Da soll gespart werden, und dann kommt das (aus der FR von heute):
Wenn Kassenärzte eine "nicht besonders kluge" Anzeige schalten
Umstrittene Kampagne gegen die rot-grüne Gesundheitspolitik entwirft eine Horrorvision, gilt intern aber als "Rohrkrepierer"
Von Karl Doemens (Berlin)
Mit ihrer Anzeigenkampagne gegen die rot-grüne Gesundheitspolitik haben sich die Funktionäre der Kassenärzte massiven Ärger eingehandelt. Fünf Länderministerien untersagten ihnen mittlerweile die "Falschaussagen". Interne Kritiker sprechen von einem "Rohrkrepierer".
Das Gesundheitswesen in Deutschland ist am Ende. Beim Arzt zählt nicht der Mensch, sondern nur noch, "dass es möglichst wenig kostet". Die Therapie bestimmen die Politiker. Über die Medikamente entscheiden die Kassen-Funktionäre, und "alle vertraulichen Behandlungsdaten" der Patienten werden publik gemacht.
Eine Horrorvision? Mitnichten. Nach Meinung von 19 der bundesweit 23 Kassenärztlichen Vereinigungen (KV) sieht so die Realität nach vier Jahren rot-grüner Gesundheitspolitik aus. Für mehr als 120 000 Euro aus den Zwangsbeiträgen ihrer Mitglieder schalteten sie am Donnerstag Anzeigen in sechs Zeitungen - rein zufällig drei Tage vor der Bundestagswahl.

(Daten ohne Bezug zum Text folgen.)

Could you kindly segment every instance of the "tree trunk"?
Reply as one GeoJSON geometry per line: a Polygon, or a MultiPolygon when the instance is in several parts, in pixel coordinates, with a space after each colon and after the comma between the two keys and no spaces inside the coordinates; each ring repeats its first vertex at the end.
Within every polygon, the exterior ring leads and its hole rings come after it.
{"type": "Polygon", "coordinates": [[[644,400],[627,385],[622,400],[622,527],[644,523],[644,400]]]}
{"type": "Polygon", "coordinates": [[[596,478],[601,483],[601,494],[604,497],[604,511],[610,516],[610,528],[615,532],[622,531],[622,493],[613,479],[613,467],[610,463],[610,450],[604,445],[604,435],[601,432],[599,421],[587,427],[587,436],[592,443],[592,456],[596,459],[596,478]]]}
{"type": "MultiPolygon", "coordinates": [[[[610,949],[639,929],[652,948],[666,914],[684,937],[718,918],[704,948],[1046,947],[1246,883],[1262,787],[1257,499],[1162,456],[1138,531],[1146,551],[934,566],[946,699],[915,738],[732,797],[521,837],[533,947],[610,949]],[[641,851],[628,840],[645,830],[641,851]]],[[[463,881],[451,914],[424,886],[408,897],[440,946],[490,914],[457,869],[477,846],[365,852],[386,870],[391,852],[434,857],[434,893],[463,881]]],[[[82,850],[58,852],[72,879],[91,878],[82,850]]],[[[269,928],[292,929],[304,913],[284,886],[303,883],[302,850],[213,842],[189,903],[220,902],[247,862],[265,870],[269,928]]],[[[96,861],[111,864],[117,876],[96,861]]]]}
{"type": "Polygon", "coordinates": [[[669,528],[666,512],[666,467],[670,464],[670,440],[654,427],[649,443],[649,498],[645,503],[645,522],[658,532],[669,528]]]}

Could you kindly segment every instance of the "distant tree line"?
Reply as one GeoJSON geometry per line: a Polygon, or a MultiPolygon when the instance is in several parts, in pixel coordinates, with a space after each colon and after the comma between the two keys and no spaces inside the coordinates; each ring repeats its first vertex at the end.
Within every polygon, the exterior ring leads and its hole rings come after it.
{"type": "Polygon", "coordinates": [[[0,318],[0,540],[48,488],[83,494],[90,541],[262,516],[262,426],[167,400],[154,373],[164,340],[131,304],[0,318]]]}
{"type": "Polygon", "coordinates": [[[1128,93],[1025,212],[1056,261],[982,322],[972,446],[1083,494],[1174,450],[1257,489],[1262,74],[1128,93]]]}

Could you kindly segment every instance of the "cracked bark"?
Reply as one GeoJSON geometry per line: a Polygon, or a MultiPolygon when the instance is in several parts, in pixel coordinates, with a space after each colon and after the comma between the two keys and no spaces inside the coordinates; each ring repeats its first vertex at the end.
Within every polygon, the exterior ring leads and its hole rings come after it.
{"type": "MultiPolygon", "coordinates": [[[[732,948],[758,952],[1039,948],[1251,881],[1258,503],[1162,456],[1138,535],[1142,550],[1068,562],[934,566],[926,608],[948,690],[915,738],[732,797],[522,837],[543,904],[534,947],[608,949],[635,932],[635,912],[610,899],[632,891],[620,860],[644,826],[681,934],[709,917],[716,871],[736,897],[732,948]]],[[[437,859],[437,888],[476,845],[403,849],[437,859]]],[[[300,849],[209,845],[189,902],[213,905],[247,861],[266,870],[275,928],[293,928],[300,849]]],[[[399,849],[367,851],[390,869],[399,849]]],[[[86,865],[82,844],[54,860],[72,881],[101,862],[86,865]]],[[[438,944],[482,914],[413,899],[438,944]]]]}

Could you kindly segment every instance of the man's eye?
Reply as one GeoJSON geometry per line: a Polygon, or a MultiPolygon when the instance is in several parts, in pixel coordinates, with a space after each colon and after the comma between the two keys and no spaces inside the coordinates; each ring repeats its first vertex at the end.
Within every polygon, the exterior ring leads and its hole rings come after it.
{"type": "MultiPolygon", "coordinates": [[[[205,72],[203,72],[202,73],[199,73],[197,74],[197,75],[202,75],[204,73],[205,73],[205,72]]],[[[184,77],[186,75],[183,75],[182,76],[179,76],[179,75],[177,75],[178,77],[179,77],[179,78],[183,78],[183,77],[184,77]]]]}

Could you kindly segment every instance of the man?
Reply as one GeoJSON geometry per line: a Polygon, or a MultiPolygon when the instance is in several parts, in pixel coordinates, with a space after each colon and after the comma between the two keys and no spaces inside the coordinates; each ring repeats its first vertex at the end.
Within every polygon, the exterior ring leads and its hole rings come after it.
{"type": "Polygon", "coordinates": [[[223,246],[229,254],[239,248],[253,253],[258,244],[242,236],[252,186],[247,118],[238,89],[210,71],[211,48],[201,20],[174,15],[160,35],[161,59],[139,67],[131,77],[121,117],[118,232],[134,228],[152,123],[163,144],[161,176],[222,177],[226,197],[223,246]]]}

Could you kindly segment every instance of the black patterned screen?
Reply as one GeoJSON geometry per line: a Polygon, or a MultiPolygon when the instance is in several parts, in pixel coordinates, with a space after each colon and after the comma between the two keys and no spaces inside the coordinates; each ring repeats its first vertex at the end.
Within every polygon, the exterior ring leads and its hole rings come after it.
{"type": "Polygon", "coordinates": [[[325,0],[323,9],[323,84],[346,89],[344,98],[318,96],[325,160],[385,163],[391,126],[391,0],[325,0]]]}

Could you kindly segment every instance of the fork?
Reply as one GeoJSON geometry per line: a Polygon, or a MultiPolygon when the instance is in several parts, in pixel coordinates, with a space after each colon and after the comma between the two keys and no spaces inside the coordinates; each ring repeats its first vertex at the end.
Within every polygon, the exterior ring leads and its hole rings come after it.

Vergeblich hatten besonnene Ärzte-Vertreter wie der westfälische KV-Vize Wolfgang Aubke in internen Schreiben gewarnt, die Aktion werde "zum Rohrkrepierer". Auch der niedersächsische KV-Chef Eberhard Gramsch nannte das ganze Vorgehen "nicht besonders klug". Vergeblich riet die sogar Spitze der Kassenärztlichen Bundesvereinigung (KBV) von der rechtlich heiklen Kampagne ab: Dem radikalen nord-württembergischen KV-Fürsten und CDU-Mitglied Werner Baumgärtner gelang es, die Mehrzahl seiner Kollegen auf Konfrontationskurs zu zwingen.
Das dürfte manch einem Funktionär inzwischen leid tun. Viele kannten den Text gar nicht, als sie der Schaltung der Anzeige zustimmten. Einigen dürfte die Brisanz erst bewusst geworden sein, als ihnen am Donnerstag von ihren Aufsichtsbehörden die weitere Verbreitung der "sachlich falschen" Aussagen untersagt wurde. Die Gesundheitsministerien von Nordrhein-Westfalen, Rheinland-Pfalz, Brandenburg, Bremen und Mecklenburg-Vorpommern halten zudem derart politische Stellungnahmen der öffentlich-rechtlichen Körperschaften für grundsätzlich unzulässig. Nun können sie eine Richtigstellung verlangen und sogar Zwangsgeld verhängen.
"Man versucht, uns mundtot zu machen", klagt Baumgärtner. Der Text der Anzeige sei nicht zu beanstanden. "Der Text ist schlichtweg falsch", kontert sein westfälischer Kollege Aubke. Tatsächlich ist in der Kampagne von neuen "staatlich vorgegebenen Behandlungsrichtlinien" für chronisch Kranke die Rede. In Wahrheit handelt es sich um bloße "Leitlinien", die im gemeinsamen Koordinierungsausschuss von Ärzten und Krankenkassen unter Beteiligung der KBV ausgehandelt wurden und eine qualitativ hochstehende Versorgung nach Qualitätsstandards garantieren sollen. Die Teilnahme an diesen Programmen für Brustkrebs- oder Diabetespatienten ist für die Versicherten freiwillig, der Weitergabe von Daten müssen sie ausdrücklich zustimmen.
"Unsere Aussagen liegen beinhart daneben", gesteht ein KBV-Vertreter hinter vorgehaltener Hand. Bundesgesundheitsministerin Ulla Schmidt (SPD) prangert eine "massive Verletzung des ärztlichen Berufsethos" an. "Der Flurschaden ist riesig", sagt der KBV-Mann. Nicht nur dürfte der Gesprächsfaden im Falle einer rot-grünen Wiederwahl gerissen sein. Vor allem, droht Schmidt, liefere die Kampagne "allen denen Argumente", die - wie ihr Parteifreund Klaus Kirschner - seit langem die Entmachtung der Ärztekartelle fordern.
"Was verstehen wir Ärzte von Politik?", heißt es in der Anzeige. "Nichts", lautet die dort selbst gegebene Antwort.